World's cheapest smartphone a hoax?
The booking for the Freedom 251 model started Feb. 18 morning and closed Feb. 21 evening (here) with the promise of deliveries in June.
The company claims that the phone runs Android Lollipop ver. 5.1 using a 1.3GHz quad-core processor, 1GB RAM and 8GB internal memory. The phone has a 4-inch QHD IPS display and offers SD card support up to 32GB, a 3.2Mpixel AF rear camera and 0.3Mpixel front-facing camera. The phone reportedly connects you using 3G.
Ringing Bells is not only beating the usual market price by a huge margin but offering a warranty on top—12 months for the "host unit," 6 months for battery and charger and 3 months for the earphone.
So what is Ringing Bells? Established 2015, the company has "a complete in-house product testing set-up in India." And it does have other models in its line-up.
Too good to be true?But a $3.73 phone! Really? Has Ringing Bells just sounded the death knell for your phone design?
Don't worry. At least not yet because reports surfaced a few days ago that the Indian Cellular Association (ICA) wrote the Indian minister of communications and IT, Ravi Shankar Prasad, that the cheapest BoM for a product like this is about $40 (₹2,684 at US$1:₹67.28). The ICA estimated the least retail price at $60 (₹4,027).
And here it starts getting even more interesting. Local reports started claiming soon after that this was in fact a Chinese phone from a company called Adcom, which then turned out to be demo unit. And then someone noticed that the UI icons were ripped off from an iOS screen shot. (Did you visit that link above yet? If not here it is again.)

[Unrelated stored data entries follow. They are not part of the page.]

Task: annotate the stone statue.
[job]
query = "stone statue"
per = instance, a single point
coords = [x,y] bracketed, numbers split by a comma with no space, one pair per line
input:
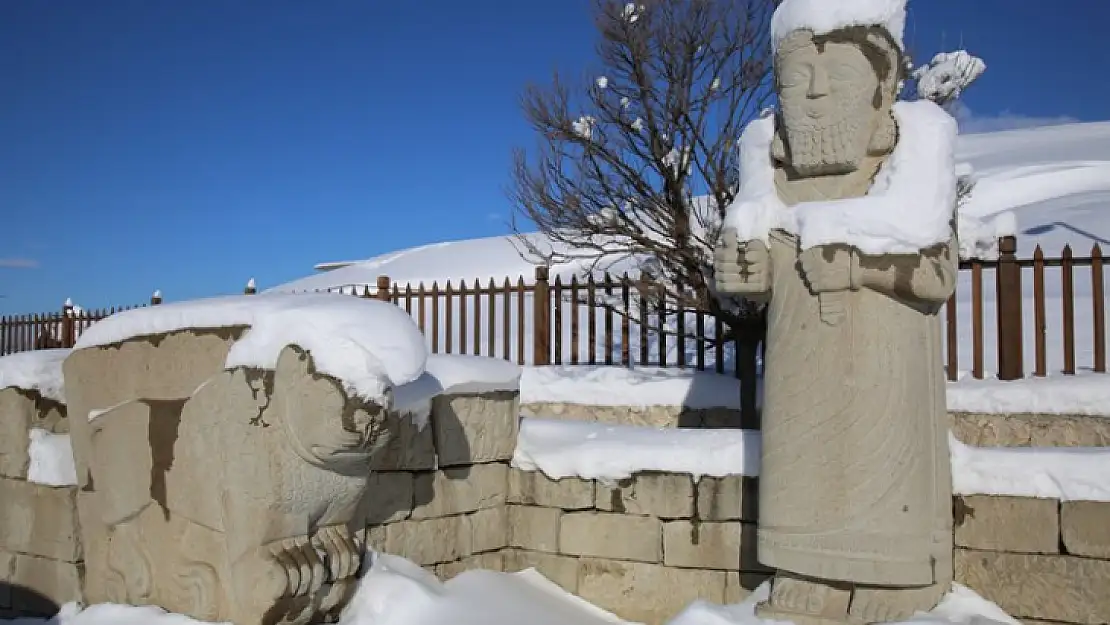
[855,494]
[225,495]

Fortunately, with more reports that the company is not on the list of Android Partners, claimed by the company otherwise, and that the country's Bureau of Indian Standards (BIS) haven't received a phone for certification, the company is coming under greater scrutiny.
The company, which has raised over $260,000 (₹17.5 million) through its website, has claimed that it won't take the payment from the payment gateway facilitator PayUBiz until it gives proof of delivery. In the meantime, PayUBiz has issued a statement to the effect that it won't release the payment to Ringing Bells until the product is dispatched to buyers.
It appears the story as it develops is a lot more interesting than its inevitable resolution. What do you think?